Países Bajos estuvo dos veces en ventaja, pero Japón reaccionó y tuvo el premio del empate
En un segundo tiempo repleto de emociones en Dallas, el 2-2 mostró lo mejor de ambos cuando se decidieron a atacar

De la cautela al vértigo. Del estudio al golpe por golpe. Hubo que esperar para que Países Bajos y Japón armaran el partido que cabía imaginar, de acuerdo con los antecedentes de ambos. Los pacientes tuvieron recompensa. Decepcionaron en el primer tiempo y mantuvieron a los hinchas levantados de sus asientos en el segundo. Terminó siendo un encuentro de categoría mundial. Fue 2-2, con un rictus de lamento para la selección de Ronald Koeman, porque estuvo dos veces arriba en el marcador y no aguantó. Le faltó ser más sólido en defensa y filoso en el contraataque. Japón fue reconocible: luchó y corrió en la adversidad, y también tuvo recursos técnicos, sobre todo en Kubo y en el ingresado Ito, para completar su propuesta.
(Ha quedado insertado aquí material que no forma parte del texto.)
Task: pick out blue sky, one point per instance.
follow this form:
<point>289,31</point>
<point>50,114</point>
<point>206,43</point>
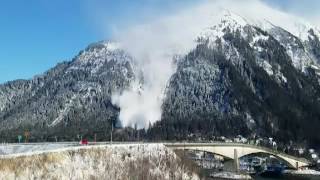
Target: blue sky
<point>37,34</point>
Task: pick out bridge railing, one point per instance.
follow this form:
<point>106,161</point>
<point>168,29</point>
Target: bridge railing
<point>269,150</point>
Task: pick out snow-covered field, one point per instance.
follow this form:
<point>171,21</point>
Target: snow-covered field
<point>114,162</point>
<point>16,149</point>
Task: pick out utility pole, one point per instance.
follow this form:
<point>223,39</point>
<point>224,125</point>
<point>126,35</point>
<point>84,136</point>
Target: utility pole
<point>111,132</point>
<point>236,160</point>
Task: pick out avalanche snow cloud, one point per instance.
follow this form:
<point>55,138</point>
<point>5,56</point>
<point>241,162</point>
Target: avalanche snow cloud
<point>155,45</point>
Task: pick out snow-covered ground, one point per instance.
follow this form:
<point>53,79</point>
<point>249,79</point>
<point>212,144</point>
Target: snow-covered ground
<point>116,162</point>
<point>17,149</point>
<point>304,172</point>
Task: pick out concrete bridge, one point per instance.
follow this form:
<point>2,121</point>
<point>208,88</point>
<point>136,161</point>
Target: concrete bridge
<point>235,151</point>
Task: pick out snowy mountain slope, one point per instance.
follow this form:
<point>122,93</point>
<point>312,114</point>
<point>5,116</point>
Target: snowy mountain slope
<point>242,77</point>
<point>72,95</point>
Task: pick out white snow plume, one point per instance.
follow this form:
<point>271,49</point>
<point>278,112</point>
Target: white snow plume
<point>154,44</point>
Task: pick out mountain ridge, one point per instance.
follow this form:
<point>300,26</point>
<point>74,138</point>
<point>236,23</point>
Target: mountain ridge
<point>240,78</point>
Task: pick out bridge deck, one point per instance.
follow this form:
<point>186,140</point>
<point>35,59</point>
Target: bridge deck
<point>269,150</point>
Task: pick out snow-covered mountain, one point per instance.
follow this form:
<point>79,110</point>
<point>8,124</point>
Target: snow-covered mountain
<point>242,77</point>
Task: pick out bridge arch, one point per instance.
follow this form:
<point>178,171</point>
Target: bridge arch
<point>228,150</point>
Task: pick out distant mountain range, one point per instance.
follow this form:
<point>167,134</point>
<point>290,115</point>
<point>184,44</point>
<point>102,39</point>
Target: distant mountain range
<point>241,78</point>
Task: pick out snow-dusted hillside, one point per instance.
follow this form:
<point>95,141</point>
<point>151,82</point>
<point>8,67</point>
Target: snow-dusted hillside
<point>243,75</point>
<point>105,162</point>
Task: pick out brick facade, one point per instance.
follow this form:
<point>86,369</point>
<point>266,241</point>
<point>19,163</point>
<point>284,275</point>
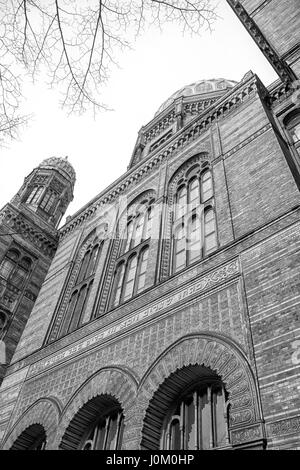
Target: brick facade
<point>234,313</point>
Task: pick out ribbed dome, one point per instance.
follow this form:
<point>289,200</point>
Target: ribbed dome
<point>199,88</point>
<point>60,164</point>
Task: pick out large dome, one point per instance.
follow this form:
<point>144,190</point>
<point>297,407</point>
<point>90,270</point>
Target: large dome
<point>199,88</point>
<point>60,164</point>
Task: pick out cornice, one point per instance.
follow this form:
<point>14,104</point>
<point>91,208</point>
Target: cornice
<point>279,65</point>
<point>185,136</point>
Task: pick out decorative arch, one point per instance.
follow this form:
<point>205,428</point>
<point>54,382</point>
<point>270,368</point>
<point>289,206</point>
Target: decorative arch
<point>114,382</point>
<point>45,413</point>
<point>192,224</point>
<point>128,215</point>
<point>217,354</point>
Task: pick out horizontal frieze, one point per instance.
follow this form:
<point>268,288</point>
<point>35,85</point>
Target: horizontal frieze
<point>198,286</point>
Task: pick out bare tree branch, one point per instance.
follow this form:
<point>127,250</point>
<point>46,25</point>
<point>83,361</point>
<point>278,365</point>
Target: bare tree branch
<point>77,44</point>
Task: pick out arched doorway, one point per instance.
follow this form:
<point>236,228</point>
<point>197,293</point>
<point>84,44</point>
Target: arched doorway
<point>32,438</point>
<point>189,411</point>
<point>98,425</point>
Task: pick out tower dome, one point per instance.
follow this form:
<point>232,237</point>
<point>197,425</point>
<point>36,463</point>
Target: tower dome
<point>201,87</point>
<point>62,165</point>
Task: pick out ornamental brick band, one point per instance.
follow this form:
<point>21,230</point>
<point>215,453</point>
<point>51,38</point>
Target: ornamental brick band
<point>200,285</point>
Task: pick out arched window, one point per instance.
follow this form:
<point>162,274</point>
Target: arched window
<point>130,277</point>
<point>131,268</point>
<point>34,195</point>
<point>3,321</point>
<point>198,420</point>
<point>141,276</point>
<point>194,228</point>
<point>15,268</point>
<point>80,294</point>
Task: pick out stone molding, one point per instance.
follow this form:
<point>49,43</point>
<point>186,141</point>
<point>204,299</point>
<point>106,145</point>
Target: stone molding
<point>17,222</point>
<point>109,381</point>
<point>45,412</point>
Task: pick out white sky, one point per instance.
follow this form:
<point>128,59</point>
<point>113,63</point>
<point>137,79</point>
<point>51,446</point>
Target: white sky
<point>100,149</point>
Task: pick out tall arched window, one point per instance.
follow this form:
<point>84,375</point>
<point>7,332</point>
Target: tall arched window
<point>34,195</point>
<point>188,411</point>
<point>107,433</point>
<point>194,227</point>
<point>198,420</point>
<point>15,268</point>
<point>292,124</point>
<point>79,297</point>
<point>48,201</point>
<point>98,425</point>
<point>131,267</point>
<point>33,438</point>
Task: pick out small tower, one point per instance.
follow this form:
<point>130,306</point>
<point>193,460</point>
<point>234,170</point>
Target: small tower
<point>28,241</point>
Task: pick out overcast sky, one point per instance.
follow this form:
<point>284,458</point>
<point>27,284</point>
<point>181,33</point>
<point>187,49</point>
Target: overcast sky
<point>100,149</point>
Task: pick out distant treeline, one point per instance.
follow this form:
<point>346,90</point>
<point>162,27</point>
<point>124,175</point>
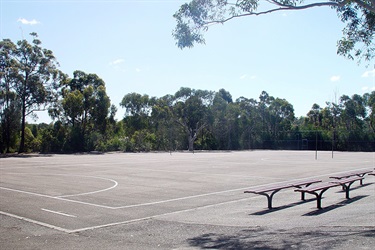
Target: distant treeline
<point>201,120</point>
<point>190,119</point>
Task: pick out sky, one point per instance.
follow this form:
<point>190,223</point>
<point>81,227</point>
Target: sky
<point>129,44</point>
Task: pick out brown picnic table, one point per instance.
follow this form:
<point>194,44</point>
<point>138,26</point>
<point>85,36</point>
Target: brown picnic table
<point>359,173</point>
<point>270,190</point>
<point>320,188</point>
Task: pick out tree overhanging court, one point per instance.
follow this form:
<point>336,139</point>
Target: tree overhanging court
<point>190,119</point>
<point>193,19</point>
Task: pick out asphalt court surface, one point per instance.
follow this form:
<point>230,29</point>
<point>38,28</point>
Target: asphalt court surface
<point>78,193</point>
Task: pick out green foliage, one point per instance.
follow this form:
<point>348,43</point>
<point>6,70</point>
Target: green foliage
<point>194,18</point>
<point>31,74</point>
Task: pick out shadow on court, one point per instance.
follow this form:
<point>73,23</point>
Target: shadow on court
<point>282,239</point>
<point>335,206</point>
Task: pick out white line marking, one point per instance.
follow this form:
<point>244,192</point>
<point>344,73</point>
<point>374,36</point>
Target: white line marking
<point>56,198</point>
<point>36,222</point>
<point>59,213</point>
<point>93,192</point>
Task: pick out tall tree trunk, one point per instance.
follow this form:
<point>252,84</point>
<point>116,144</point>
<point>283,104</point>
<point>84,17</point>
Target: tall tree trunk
<point>191,141</point>
<point>23,126</point>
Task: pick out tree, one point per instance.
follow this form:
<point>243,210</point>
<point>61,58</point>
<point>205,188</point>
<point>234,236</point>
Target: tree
<point>35,77</point>
<point>85,105</point>
<point>194,18</point>
<point>190,110</point>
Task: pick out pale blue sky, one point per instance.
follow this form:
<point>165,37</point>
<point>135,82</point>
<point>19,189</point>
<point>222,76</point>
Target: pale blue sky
<point>129,44</point>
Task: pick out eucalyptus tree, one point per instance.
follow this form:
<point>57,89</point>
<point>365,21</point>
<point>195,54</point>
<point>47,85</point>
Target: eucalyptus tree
<point>370,101</point>
<point>250,122</point>
<point>194,18</point>
<point>190,110</point>
<point>35,77</point>
<point>85,105</point>
<point>282,115</point>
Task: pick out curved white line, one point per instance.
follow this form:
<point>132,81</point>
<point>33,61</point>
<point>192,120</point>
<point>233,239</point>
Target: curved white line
<point>92,192</point>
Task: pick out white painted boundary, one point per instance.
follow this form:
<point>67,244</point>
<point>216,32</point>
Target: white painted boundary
<point>142,204</point>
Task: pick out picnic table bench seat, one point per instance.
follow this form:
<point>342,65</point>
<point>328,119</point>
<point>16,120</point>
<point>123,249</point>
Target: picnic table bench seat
<point>320,188</point>
<point>270,190</point>
<point>359,173</point>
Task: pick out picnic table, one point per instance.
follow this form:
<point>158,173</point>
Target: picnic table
<point>359,173</point>
<point>270,190</point>
<point>320,188</point>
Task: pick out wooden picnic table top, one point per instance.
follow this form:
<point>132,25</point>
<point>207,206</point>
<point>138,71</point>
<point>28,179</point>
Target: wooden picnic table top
<point>347,180</point>
<point>350,173</point>
<point>279,186</point>
<point>304,182</point>
<point>317,187</point>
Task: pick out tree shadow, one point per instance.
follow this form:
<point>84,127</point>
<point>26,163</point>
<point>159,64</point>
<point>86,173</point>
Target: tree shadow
<point>282,239</point>
<point>16,155</point>
<point>334,206</point>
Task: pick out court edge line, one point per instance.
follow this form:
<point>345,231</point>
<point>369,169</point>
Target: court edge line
<point>160,215</point>
<point>59,213</point>
<point>163,201</point>
<point>135,220</point>
<point>56,198</point>
<point>37,222</point>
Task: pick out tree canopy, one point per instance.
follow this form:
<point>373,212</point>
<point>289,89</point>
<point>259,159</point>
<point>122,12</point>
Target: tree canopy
<point>194,18</point>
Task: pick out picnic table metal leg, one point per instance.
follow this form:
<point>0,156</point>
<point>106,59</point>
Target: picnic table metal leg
<point>303,193</point>
<point>347,188</point>
<point>269,197</point>
<point>319,198</point>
El empate final refleja la paridad de fuerzas en una jornada donde la estrategia inicial cedió paso al despliegue emocional. Los goles modificaron la estructura táctica, también muy influenciada por los cambios en el segundo tiempo, y el desarrollo se tornó un intercambio de golpes. El 2-2 deja la puerta abierta para el resto del grupo y confirma que, en el fútbol actual, la intensidad física y la respuesta psicológica pesan tanto como la jerarquía técnica individual. Los jugadores neerlandeses, acostumbrados a movilizarse como un bloque sólido, sintieron la presión de un rival que no conoce el significado de entregarse.
Países Bajos tuvo chispazos en Summerville, Malen y Gakpo; le faltó más espesura en el juego de sus volantes (De Jong, Gravenberch y Reijnders). Japón fue solidario colectivamente y contó con dosis del ingenio de Kubo y Maeda. Ambos dieron un primer paso, se sienten en carrera para avanzar en el Mundial.